La geoanarchia che propongo non è solo una riflessione sui modi libertari e armonici di sostentamento materiale dell’uomo sulla Terra. È stata e deve essere ancora e soprattutto un metodo, una via cognitiva che sappia trarre novità e libertà di pensiero dalla Terra: riserve e campi per la mente. Non è accidentale che Reclus e Kropotkin fossero dei geografi, non lo è nemmeno per le loro opere anarchiche più teoriche. Per questo non sono attuali: sono più avanti di noi.

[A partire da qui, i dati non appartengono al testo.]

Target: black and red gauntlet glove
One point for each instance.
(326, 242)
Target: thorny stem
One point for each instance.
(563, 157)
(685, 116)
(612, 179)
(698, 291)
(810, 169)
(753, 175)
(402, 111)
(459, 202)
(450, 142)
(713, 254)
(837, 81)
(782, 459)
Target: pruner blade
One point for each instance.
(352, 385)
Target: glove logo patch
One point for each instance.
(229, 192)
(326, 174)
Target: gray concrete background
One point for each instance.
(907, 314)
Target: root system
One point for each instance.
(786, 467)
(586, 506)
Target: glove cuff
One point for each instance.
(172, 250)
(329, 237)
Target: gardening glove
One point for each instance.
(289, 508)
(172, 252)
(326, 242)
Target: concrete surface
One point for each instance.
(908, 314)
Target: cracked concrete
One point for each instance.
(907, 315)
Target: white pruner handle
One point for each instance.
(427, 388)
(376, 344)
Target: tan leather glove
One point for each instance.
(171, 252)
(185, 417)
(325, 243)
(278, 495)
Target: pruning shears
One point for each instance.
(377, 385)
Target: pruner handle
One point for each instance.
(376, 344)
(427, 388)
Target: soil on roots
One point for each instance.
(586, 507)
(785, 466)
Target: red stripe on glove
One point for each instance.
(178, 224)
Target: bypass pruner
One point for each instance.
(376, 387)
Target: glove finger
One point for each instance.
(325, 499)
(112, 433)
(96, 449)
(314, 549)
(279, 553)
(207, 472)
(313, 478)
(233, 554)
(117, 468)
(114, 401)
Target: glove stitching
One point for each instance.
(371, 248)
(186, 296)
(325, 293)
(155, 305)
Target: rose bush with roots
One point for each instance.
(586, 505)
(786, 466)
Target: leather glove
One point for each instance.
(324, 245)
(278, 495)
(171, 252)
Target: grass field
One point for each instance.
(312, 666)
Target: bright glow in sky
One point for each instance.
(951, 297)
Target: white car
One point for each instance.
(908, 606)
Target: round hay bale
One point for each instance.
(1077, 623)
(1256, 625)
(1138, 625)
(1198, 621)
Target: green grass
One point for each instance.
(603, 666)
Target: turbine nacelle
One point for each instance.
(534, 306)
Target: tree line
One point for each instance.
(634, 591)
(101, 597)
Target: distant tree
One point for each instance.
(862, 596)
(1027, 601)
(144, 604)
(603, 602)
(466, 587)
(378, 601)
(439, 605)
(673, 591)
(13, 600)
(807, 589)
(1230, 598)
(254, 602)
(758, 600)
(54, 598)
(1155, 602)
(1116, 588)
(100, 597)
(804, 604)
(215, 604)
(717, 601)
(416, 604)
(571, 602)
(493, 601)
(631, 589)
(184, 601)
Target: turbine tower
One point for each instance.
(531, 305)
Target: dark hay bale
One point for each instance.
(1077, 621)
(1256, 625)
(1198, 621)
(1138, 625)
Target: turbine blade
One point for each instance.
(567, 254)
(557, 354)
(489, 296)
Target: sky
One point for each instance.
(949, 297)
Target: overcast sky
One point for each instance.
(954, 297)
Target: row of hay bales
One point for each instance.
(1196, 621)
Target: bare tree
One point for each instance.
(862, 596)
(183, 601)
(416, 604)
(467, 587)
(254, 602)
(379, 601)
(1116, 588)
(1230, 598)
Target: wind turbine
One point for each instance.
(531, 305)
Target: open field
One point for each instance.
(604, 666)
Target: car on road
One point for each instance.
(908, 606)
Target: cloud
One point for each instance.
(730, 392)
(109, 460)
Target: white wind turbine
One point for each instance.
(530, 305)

Alla fine dell’Ottocento, il naturalista svizzero Moisè Bertoni parte per l’America Latina per fondare una colonia anarchica. Il progetto fallisce ma in Paraguay fonda con la sua numerosa famiglia una comune dedita alle scienze naturali: botanica, agronomia, geologia, zoologia. Installa anche una piccola tipografia, “Edizioni ex Sylvis”. Tra i molti studi agronomici che pubblica in proprio ce n’è uno in cui denuncia il taglio e l’incendio della foresta a fini agricoli: in lunga durata è dannoso per le coltivazioni. Ora, osserva Bertoni, sono proprio i contadini indigeni che praticano questa tecnica distruttiva, mentre i latifondisti evitano oculatamente ciò che potrebbe danneggiarli economicamente. La differenza di classe non è solo tra capitalisti e proletari agricoli. È tra chi ha le conoscenze della terra e chi non le ha. Quasi una parabola ambientalista.

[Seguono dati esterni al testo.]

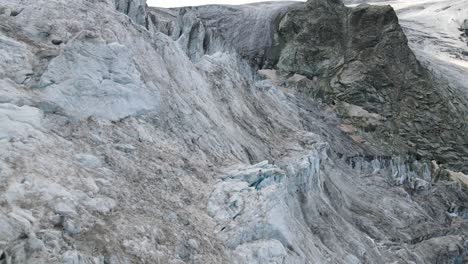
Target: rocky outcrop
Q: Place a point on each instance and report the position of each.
(130, 142)
(135, 9)
(360, 56)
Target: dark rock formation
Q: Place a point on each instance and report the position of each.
(360, 56)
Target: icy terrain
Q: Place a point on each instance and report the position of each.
(278, 132)
(434, 29)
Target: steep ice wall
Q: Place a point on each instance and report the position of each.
(131, 142)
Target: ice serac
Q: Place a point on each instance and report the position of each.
(222, 134)
(361, 56)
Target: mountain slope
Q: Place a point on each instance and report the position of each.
(139, 135)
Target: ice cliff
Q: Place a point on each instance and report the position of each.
(278, 132)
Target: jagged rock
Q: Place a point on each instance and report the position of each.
(135, 9)
(360, 56)
(140, 138)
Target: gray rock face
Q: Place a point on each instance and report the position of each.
(360, 56)
(135, 9)
(140, 136)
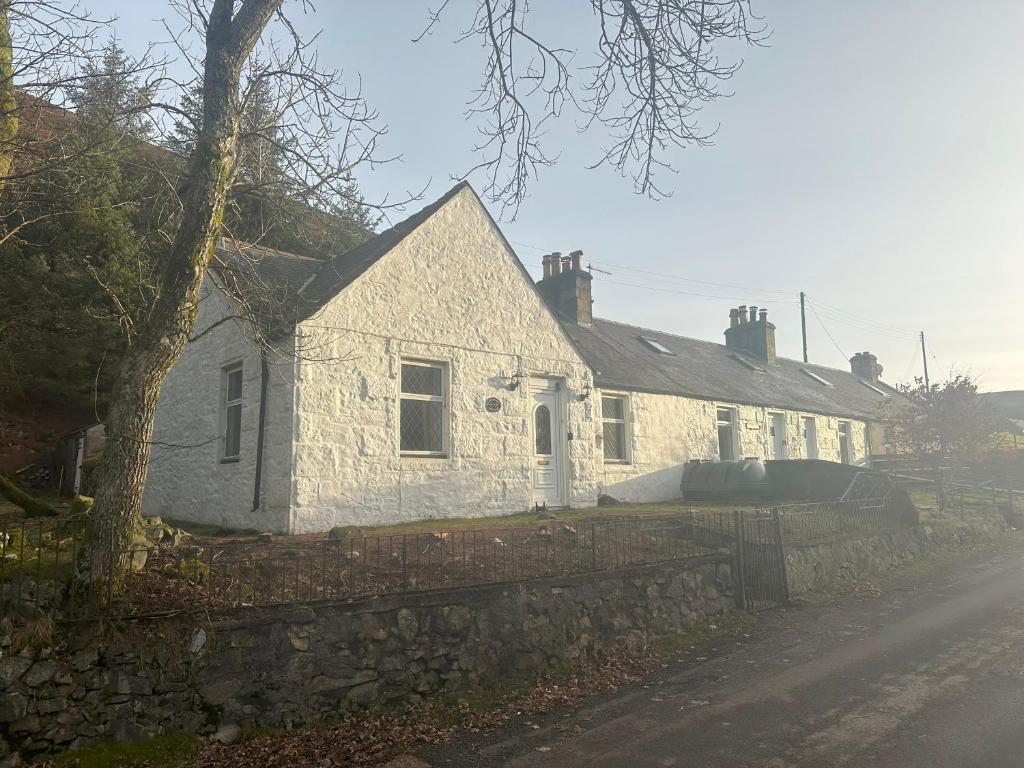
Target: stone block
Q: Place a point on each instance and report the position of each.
(11, 669)
(40, 672)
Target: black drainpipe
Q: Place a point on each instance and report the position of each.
(264, 377)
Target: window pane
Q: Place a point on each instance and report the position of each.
(232, 431)
(421, 380)
(421, 426)
(613, 408)
(614, 441)
(725, 448)
(542, 430)
(235, 384)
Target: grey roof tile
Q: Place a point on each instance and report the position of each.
(708, 371)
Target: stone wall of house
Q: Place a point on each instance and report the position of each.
(290, 667)
(451, 293)
(828, 565)
(186, 478)
(667, 431)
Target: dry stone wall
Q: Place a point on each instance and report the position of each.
(299, 666)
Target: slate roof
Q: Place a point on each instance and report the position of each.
(342, 270)
(708, 371)
(265, 279)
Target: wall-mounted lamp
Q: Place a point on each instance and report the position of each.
(515, 380)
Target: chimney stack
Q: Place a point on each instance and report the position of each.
(567, 288)
(865, 366)
(577, 261)
(751, 333)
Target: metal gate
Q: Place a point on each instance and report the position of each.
(760, 554)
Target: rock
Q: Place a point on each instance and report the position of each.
(198, 641)
(11, 669)
(227, 733)
(41, 672)
(133, 685)
(363, 695)
(12, 707)
(408, 625)
(84, 659)
(344, 534)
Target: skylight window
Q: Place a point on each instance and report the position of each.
(750, 364)
(817, 378)
(656, 345)
(881, 391)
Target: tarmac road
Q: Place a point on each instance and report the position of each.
(929, 675)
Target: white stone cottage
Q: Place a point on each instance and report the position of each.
(424, 374)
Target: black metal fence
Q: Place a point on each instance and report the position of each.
(42, 560)
(806, 523)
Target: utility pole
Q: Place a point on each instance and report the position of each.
(924, 356)
(803, 322)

Mi chiedo allora cosa avrebbe pensato l’agronomo Bertoni della recente ondata di potature pubbliche e private. Rilevandone l’idiozia, ne avrebbe cercato le cause. Capitalisti del verde contro proletari dei parchi pubblici? Non proprio, perché non c’è un giardino di ricchi che presenti quegli obbrobri, e ancor meno un frutteto da decine di quintali al giorno. Lì tutto sembra curato come in un parco giapponese. La risposta che ho raccolto arriva invece dall’operaio che sta pagando un mutuo trentennale per farsi casa e giardino, o dall’amministratore comunale che deve far quadrare a tutti i costi il bilancio: “se li poti molto, poi per due o tre anni non li devi più potare, un bel risparmio”. Assurdo? Non troppo, se si pensa che tutta l’immaginazione che ci resta viene allenata per farci risparmiare sul necessario e sperperare nel superfluo.